A escala funciona também em cada residência: um terço do que as famílias compram acaba tendo o lixo como destino, afirma o Instituto Akatu, organização não-governamental que trabalha há 15 anos pelo consumo consciente. Conforme cálculos da ONG, o brasileiro desperdiça 41 mil toneladas de alimentos por dia, quantidade suficiente para alimentar 13% da população do país.
– Não é pouco. Se prestarmos atenção no que jogamos fora porque estraga ou não consumimos, como cascas e talos, esse dado de um terço faz sentido – afirma a gerente de comunicação da ONG, Gabriela Yamaguchi.
Consumir os alimentos antes que eles estraguem, aproveitar todas as partes e perder o preconceito com as sobras de comida são algumas dicas valiosas para reduzir o desperdício.

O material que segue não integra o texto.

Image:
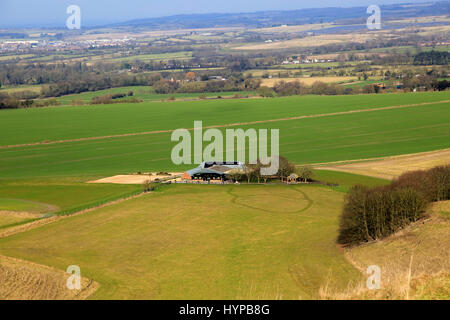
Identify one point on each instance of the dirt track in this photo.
(222, 126)
(392, 167)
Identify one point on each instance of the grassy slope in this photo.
(313, 140)
(40, 124)
(346, 180)
(201, 242)
(55, 196)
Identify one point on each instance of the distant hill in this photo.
(292, 17)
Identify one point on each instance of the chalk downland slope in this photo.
(23, 280)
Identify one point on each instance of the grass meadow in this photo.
(200, 242)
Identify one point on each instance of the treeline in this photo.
(113, 98)
(432, 58)
(374, 213)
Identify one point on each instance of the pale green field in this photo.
(201, 242)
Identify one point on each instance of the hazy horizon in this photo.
(52, 13)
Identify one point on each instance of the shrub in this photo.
(371, 214)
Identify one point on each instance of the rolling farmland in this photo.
(200, 242)
(94, 140)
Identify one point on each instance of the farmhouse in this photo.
(216, 170)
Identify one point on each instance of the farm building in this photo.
(212, 171)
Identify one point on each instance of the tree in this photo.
(190, 76)
(235, 175)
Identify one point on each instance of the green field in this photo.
(201, 242)
(57, 195)
(320, 139)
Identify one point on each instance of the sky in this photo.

Menores, mas sem agrotóxicos
Uma forma de evitar o desperdício é escolher frutas e vegetais feios, aqueles que os feirantes enfrentam dificuldades para vender. A nutricionista Fernanda Bortolon explica que, apesar de não haver diferença nutricional entre os alimentos, as frutas menos valorizadas podem oferecer uma vantagem:
– Os alimentos orgânicos costumam ser menores ou não tão bonitos, mas isso ocorre justamente porque não contêm agrotóxicos e, portanto, são mais saudáveis.
Vice-presidente da Associação dos Feirantes das Feiras Modelo de Porto Alegre, Giovani Oliveira conta que muitos vendedores fazem promoções com os alimentos com imperfeições estéticas, para tentar reduzir o desperdício. Depois das feiras, também é comum a entrega do excedente aos voluntários que limpam as ruas.
Na busca pelos “feios”, Gabriela completa que é preciso diferenciar as frutas e verduras batidas das machucadas na hora da compra. Batidos são aqueles amassados, enquanto os machucados têm a casca partida, com possibilidade de contaminação da polpa, o que pode estragar o alimento:
– Existe uma orientação da Agência Nacional de Vigilância Sanitária (Anvisa) para que os alimentos com possibilidade de contaminação não sejam vendidos, mas, quando isso acontece em casa, basta cortar a parte do miolo exposto e comer.
Perdas e dificuldades para reaproveitar
O professor de Economia da Universidade Estadual de Campinas (Unicamp) Walter Belik explica que é preciso diferenciar perda de desperdício quando falamos em alimentos. Perda, segundo o especialista, é algo não intencional, que ocorre por causa de um problema climático na produção ou do transporte inadequado, por exemplo. Já o desperdício é intencional, aquilo que é jogado fora por causa do preço, da aparência ou do excesso.
– Nos países pobres, o problema é a perda. Nos ricos, o desperdício – completa o professor.
Murillo Freire, pesquisador da Embrapa na área de tecnologia pós-colheita, explica que, no Brasil, perde-se muito da produção por causa de desconhecimento, erro no preparo do solo ou manuseio e uso de tecnologia inadequada em colheita, armazenamento e transporte.
Quanto ao desperdício, um dos problemas é o tamanho das embalagens, como a do pão de forma. Quem mora sozinho dificilmente consegue dar conta de todas as fatias antes que algumas estraguem. Outros gargalos são as datas de validade e as condições de conservação mal explicadas nos rótulos. No Brasil, ainda há uma barreira legal para o reaproveitamento de alimentos. A lei que responsabiliza criminalmente os doadores por eventuais malefícios que a comida fará ao receptor leva muitos restaurantes a jogar fora o excedente preparado.
– Isso é um problema até para os bancos de alimentos, pois, mesmo que eles assumam essa responsabilidade legal, em última análise, a legislação leva em conta o doador – afirma Belik.
Freire acrescenta que o projeto de lei apelidado de “lei do bom samaritano”, que isenta de responsabilidade civil ou penal o doador de alimentos em eventual caso de malefício causado pela comida, está há mais de 10 anos tramitando no Congresso sem nunca ter sido aprovado.